Menanggapi hal ini, Menteri Koordinator Bidang Kemaritiman (Menko Maritim) Luhut Binsar Panjaitan pun bersikap santai dan tenang. Kepada awak media, ia mengatakan bahwa pelemahan rupiah ini bukanlah sebuah yang besar.
“Enggak kenapa, kan dolar Rp 15 ribu dia naiknya bertahap. Jadi itu mungkin sekarang real value daripada rupiah,” kata Luhut di Kementerian Koordinator Bidang Kemaritiman, Jakarta, Selasa (2/10).
Tidak hanya itu, ia juga beralasan jika hal ini berimbang dengan kondisi ekonomi Indonesia yang dianggap membaik. Singkat kata, Luhut menganggap merangseknya dolar AS ke level Rp 15.000 tidak perlu dikhawatirkan.
“Kalau inflasi kita ikut jelek ya kita ikut khawatir ya. Lalu, pertumbuhan kredit kita naik kan? Jadi enggak masalah, kita saja yang ribut-ribut jadi masalah,” papar dia.
Namun demikian, hanya satu hal yang menjadi perhatian Luhut dalam kondisi ini, yaitu kenaikan harga minyak.
Sebagaimana diketahui, konsumsi minyak mentah di tanah air masih didominasi oleh minyak impor.
“Yang perlu kita waspadai harga minyak ini kalau naik US$ 80 sampai US$ 100 itu apa yang harus kita lakukan? Sekarang kita sedang hitung dengan cermat,” tutup dia.
Pertemuan IMF-Bank Dunia
Sikap 180 derajat justru ditunjukkan oleh Wakil Ketua DPR Fadli Zon.

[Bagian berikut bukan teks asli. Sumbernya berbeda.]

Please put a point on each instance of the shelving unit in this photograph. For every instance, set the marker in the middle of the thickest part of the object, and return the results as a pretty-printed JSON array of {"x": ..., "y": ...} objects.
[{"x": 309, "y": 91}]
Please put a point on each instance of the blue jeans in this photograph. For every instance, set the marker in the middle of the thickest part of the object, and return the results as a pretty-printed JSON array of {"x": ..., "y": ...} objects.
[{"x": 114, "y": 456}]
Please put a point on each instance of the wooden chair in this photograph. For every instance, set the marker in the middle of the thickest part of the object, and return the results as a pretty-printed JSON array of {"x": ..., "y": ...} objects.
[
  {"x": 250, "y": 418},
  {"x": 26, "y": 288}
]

Ia menilai jika pemerintah sudah tak berdaya terhadap dolar AS.
Fadli Zon berpendapat, tak ada daya dan kekuatan yang dilakukan pemerintah saat ini untuk meyakinkan pasar.

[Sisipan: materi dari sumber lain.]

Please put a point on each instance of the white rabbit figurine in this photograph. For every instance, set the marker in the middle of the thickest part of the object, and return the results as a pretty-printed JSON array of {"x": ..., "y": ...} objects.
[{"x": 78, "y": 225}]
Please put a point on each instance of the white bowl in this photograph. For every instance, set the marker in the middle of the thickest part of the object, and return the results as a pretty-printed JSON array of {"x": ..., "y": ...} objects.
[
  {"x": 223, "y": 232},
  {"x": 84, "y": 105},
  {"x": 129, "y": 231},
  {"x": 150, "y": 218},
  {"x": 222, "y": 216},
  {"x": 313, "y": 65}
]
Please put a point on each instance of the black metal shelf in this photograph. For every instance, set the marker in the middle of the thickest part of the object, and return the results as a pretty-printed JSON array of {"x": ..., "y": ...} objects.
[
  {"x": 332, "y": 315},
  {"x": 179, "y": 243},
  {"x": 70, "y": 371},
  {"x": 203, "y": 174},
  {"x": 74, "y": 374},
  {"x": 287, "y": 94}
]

“Ini menunjukkan dan harus dikaji bahwa fundamental ekonomi kita ini jangan selalu dikatakan kuat padahal tidak kuat, lemah,” kata Fadli, Selasa (2/10).

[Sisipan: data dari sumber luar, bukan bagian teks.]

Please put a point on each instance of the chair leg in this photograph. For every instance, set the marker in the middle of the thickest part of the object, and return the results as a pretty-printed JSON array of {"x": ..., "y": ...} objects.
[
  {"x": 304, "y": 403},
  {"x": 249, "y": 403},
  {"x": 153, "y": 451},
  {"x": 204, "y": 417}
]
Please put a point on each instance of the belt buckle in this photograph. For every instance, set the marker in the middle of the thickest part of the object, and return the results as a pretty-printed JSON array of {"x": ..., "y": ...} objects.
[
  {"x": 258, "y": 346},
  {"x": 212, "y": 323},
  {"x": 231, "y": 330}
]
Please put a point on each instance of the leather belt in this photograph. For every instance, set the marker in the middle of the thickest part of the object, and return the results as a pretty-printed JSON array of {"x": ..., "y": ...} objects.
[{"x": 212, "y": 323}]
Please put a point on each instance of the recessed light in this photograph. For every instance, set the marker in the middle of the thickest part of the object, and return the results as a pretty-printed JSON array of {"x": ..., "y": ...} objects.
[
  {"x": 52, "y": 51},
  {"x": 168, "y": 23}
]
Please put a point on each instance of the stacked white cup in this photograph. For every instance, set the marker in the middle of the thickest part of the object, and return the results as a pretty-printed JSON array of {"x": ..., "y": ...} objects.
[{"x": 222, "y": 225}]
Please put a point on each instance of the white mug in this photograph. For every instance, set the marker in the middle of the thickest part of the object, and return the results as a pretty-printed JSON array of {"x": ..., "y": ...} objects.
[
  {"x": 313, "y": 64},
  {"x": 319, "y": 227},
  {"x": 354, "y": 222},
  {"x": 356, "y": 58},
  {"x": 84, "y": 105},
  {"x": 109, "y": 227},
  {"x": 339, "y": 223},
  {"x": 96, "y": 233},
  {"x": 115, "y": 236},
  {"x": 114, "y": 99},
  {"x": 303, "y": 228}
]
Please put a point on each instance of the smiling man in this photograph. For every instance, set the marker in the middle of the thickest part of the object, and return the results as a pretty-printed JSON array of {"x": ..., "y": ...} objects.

Ia pun mengingatkan pemerintah agar tidak terlalu boros dalam kondisi seperti ini. Salah satu yang ia soroti adalah pertemuan tahunan IMF-Bank Dunia yang akan diadakan di Bali pada pekan depan.
Wakil Ketua Umum Gerindra ini mendesak pemerintah agar membatalkan pertemuan tersebut lantaran tak memberi manfaat yang signifikan terhadap penguatan rupiah.
“Ini juga menunjukkan rencana pertemuan IMF dan World Bank yang akan diselenggarakan nanti dalam 10-12 hari ke depan tidak memberi dampak apapun terhadap penguatan rupiah kita,” jelasnya.
Fadli menyebut perhelatan ini merupakan sebuah bentuk pemborosan. Menurutnya, akan lebih baik jika dana pertemuan IMF-Bank Dunia dialihkan untuk menangani bencana yang melanda beberapa daerah di tanah air.
“Kenapa pemerintah kemudian harus menjadi seperti panitia yang memberikan fasilitas luar biasa? Jadi sebaiknya dananya dialihkan saja untuk bantuan korban gempa di NTB dan Sulawesi Tengah. Saya kira jauh lebih bermanfaat. Masih ada waktu kok,” pungkas Fadli.